The 331-patient study randomized subjects 2:1 to either treatment with Medtronic’s In.Pact Admiral DEB or standard angioplasty. The primary efficacy endpoint was primary patency, while the primary safety endpoint was a composite of freedom from device- and procedure-related death after 30 days and freedom from target limb major amputation and clinically-driven target lesion revascularization at 2 years.

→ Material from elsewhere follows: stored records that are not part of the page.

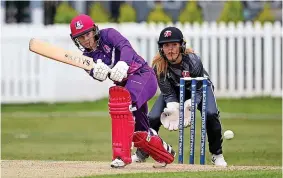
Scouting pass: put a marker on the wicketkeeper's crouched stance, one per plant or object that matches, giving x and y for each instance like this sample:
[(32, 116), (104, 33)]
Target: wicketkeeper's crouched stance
[(173, 62), (135, 85)]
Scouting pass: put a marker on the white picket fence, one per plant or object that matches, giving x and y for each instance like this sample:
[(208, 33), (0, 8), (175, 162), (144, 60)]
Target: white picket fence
[(243, 60)]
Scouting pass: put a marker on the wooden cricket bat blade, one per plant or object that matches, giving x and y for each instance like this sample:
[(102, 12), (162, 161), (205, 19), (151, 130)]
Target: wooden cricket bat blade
[(59, 54)]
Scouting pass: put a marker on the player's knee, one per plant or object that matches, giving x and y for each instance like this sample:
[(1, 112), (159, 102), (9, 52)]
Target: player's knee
[(154, 121), (212, 114)]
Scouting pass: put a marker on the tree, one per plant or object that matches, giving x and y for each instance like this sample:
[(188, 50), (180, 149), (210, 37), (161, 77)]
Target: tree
[(127, 13), (64, 13), (232, 12), (191, 13), (265, 15), (158, 15), (98, 13)]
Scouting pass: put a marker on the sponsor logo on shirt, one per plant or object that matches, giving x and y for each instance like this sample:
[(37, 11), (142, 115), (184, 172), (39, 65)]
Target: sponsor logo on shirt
[(107, 49), (185, 73)]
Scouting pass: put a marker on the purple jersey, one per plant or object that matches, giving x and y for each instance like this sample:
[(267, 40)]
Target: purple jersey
[(114, 47)]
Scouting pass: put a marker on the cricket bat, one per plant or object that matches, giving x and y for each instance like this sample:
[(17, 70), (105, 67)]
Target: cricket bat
[(61, 55)]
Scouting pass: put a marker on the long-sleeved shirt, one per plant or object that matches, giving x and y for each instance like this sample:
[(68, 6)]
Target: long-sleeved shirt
[(113, 47), (169, 83)]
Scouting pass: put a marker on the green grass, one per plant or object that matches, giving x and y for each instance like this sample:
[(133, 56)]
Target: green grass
[(218, 174), (256, 142), (244, 105)]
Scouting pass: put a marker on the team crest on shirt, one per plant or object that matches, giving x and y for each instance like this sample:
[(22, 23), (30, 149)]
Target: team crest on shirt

Results from the study, which was also published in the Journal of the American College of Cardiology, showed that the DEB-treated arm had a much higher primary patency rate (78.9% compared with 50.1% for the control arm). Freedom from CD-TLR was 91.0% for the DEB group and 72.2% for the standard angioplasty group. For the 2-year composite safety endpoint, the DEB group showed an 87.4% rate, compared with a 69.8% rate for the control group. There were no device- or procedure-related deaths or major amputations in either group at 2 years, although mortality unrelated to the device or procedure was higher in the In.Pact Admiral group.
“The 2-year data from In.Pact SFA demonstrates the continued superiority of drug-coated balloons for treating patients with superficial femoral artery disease compared to percutaneous transluminal angioplasty,” lead investigator Dr. John Laird Jr., of the UC Davis Medical Center, said in prepared remarks. “With a sustained durability and no late catch-up after two years, this has the potential to drive a paradigm shift in how we treat SFA disease.”
“The In.Pact Admiral DEB’s cadence of strong clinical data not only demonstrates the therapy’s sustained durability, but also our deep-rooted commitment to providing innovative technologies that advance healthcare together in partnership with clinicians worldwide,” added Medtronic vice president Brian Verrier. “We look forward to unveiling additional new data on the device at VIVA.”